I don’t really hate GoDaddy.

I do confess that I don’t like them all that much. For the supposed leader – at the least, one of the most recognizable names – in domain registration, I find the experience of dealing with them pretty bad: bloated admin pages, opaque admin interfaces, interminable payment processes.

I even got bitten by one client who was using them for Windows hosting, but the account didn’t support PHP. What basic hosting account these days doesn’t support PHP? Goodness!

Still, I can usually get done what I want, though in a clearly sub-optimal way. Like I said, I don’t really hate them, at least not with the white hot intensity of a thousand suns, a level of fury that comes easily to me when the topic turns to IE6.

So, I was surprised to find that the domain name godaddysucks.com redirects to the godaddy.com home page. A whois check shows that GoDaddy themselves have the domain name.

A bit of pro-active defense there, a good lesson for all of us.

[ As a side note, GoDaddy was not so pro-active as to secure certain hyphenated variants of the godaddysucks.com theme, some of which lead into a distinctly "red-light" area of the web. 'Nuff said. ]

Google news sitemaps and article url requirements

One customer of mine has been trying to get his content listed in Google News index (as distinct from Google’s main web index).

Google’s general guidelines for news publishers includes a collection of Technical Requirements for Article URLs.

One of those requirements strikes me as just odd:

Display a three-digit number. The URL for each article must contain a unique number consisting of at least three digits. For example, we can’t crawl an article with this URL: http://www.google.com/news/article23.html. We can, however, crawl an article with this URL: http://www.google.com/news/article234.html. Keep in mind that if the only number in the article consists of an isolated four-digit number that resembles a year, such as http://www.google.com/news/article2006.html, we won’t be able to crawl it. Please note, this rule is waived with News sitemaps.

What the heck is that is that for? As long as each article has its own unique URL, why must it have a unique number as part of the URL? It sounds like a pointless hoop through which news sites are simply forced to jump in order to demonstrate that they are “big” enough to jump through it. I would be grateful to anyone who can provide a definitive answer to what purpose is served by this requirement.
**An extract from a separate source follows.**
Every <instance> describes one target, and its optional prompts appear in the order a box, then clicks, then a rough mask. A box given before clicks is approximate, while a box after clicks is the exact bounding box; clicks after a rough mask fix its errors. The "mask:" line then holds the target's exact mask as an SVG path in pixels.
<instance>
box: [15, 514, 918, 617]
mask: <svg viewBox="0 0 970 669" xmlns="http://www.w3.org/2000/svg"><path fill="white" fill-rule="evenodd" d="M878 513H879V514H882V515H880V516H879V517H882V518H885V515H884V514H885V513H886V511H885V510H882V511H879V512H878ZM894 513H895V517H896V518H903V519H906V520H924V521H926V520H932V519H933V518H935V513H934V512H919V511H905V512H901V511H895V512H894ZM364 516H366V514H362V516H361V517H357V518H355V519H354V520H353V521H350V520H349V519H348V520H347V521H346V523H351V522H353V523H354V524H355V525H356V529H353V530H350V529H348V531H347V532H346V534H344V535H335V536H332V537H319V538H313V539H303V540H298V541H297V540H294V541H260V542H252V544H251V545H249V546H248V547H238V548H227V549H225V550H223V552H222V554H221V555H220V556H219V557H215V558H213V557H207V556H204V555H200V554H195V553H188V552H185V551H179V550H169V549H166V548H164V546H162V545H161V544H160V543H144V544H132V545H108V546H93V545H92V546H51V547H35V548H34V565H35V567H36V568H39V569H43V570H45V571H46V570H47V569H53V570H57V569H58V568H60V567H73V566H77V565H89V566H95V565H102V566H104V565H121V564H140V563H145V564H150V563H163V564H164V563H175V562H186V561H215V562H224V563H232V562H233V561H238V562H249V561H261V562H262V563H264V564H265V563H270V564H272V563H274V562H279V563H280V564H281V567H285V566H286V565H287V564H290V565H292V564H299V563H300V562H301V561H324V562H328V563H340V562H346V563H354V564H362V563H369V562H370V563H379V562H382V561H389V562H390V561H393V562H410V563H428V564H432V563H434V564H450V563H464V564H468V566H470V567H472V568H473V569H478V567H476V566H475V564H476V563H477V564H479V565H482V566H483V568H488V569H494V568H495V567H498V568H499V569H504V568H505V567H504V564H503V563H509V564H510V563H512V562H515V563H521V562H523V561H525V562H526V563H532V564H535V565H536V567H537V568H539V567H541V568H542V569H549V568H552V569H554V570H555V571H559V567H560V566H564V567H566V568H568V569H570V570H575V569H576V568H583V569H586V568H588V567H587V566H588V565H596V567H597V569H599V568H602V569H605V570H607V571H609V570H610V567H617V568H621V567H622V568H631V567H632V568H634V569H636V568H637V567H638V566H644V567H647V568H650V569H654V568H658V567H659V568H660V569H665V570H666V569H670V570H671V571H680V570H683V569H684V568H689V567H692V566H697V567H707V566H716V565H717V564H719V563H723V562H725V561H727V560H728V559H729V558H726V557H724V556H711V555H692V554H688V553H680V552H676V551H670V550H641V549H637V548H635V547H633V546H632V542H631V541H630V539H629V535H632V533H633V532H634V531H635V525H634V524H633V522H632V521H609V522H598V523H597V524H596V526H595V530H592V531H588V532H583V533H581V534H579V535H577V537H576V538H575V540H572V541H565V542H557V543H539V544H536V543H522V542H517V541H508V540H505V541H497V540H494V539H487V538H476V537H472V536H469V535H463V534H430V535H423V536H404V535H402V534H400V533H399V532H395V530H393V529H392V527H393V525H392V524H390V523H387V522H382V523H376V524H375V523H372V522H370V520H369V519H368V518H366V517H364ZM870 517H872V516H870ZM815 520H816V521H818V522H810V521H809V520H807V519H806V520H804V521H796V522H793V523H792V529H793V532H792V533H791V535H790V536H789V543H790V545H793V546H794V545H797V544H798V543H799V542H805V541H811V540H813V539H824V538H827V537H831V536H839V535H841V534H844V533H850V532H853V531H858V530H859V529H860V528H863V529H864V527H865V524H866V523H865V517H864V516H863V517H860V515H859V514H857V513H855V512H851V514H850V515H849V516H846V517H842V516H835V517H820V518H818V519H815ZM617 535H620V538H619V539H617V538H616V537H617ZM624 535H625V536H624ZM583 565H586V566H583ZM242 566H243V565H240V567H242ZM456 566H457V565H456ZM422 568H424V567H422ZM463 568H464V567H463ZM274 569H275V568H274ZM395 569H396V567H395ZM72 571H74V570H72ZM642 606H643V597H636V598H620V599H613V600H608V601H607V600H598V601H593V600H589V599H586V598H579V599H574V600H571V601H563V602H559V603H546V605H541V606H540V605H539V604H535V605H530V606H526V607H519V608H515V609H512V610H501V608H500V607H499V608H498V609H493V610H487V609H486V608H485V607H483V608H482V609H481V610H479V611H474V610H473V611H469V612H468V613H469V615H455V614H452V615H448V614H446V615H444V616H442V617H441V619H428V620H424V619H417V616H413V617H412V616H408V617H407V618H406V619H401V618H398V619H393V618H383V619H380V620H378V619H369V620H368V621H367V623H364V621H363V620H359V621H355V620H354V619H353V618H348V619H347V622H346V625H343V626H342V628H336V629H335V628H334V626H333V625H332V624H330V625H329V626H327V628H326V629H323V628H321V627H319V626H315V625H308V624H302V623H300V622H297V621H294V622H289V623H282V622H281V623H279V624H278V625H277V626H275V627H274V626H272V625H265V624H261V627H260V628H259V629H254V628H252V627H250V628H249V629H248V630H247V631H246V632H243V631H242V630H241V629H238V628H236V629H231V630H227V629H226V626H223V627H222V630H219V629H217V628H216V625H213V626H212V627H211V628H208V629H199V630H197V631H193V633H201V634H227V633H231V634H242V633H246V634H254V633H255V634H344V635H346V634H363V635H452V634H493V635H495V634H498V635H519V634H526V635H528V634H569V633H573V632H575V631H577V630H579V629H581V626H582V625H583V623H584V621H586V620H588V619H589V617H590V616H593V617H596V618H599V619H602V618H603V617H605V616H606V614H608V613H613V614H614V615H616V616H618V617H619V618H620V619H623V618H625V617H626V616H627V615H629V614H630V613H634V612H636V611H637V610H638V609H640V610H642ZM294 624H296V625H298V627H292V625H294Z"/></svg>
Anyway, rather than change the entire CMS, I opted to develop a Google News sitemap, a creature that uses a different format than the standard sitemap protocol. Google Webmaster Tools confirms that the the sitemap is being spidered and is error free.

Although Google representatives confirmed to me via email on several occasions that the 3-digit-url requirement is waived for sites that submit a news sitemap and the spider is still successfully pulling/parsing the news sitemap file, the customer has yet to see any content show up in Google News.

It actually occurred to me later that since the Google will probably only spider/add new content to the news index (as opposed to the standard index), we really could get away with simply changing the scheme for new URLs only. So, we bit the bullet and changed the CMS to add the digits.

It will be interesting to see if it makes a difference. If so, it undermines the Google claim that the url rule is waived for sites implementing a news sitemap.

Stay tuned.

2009-04-13: Update Content now appearing Google News. Apparently, the three-digit rule waiver is unreliable.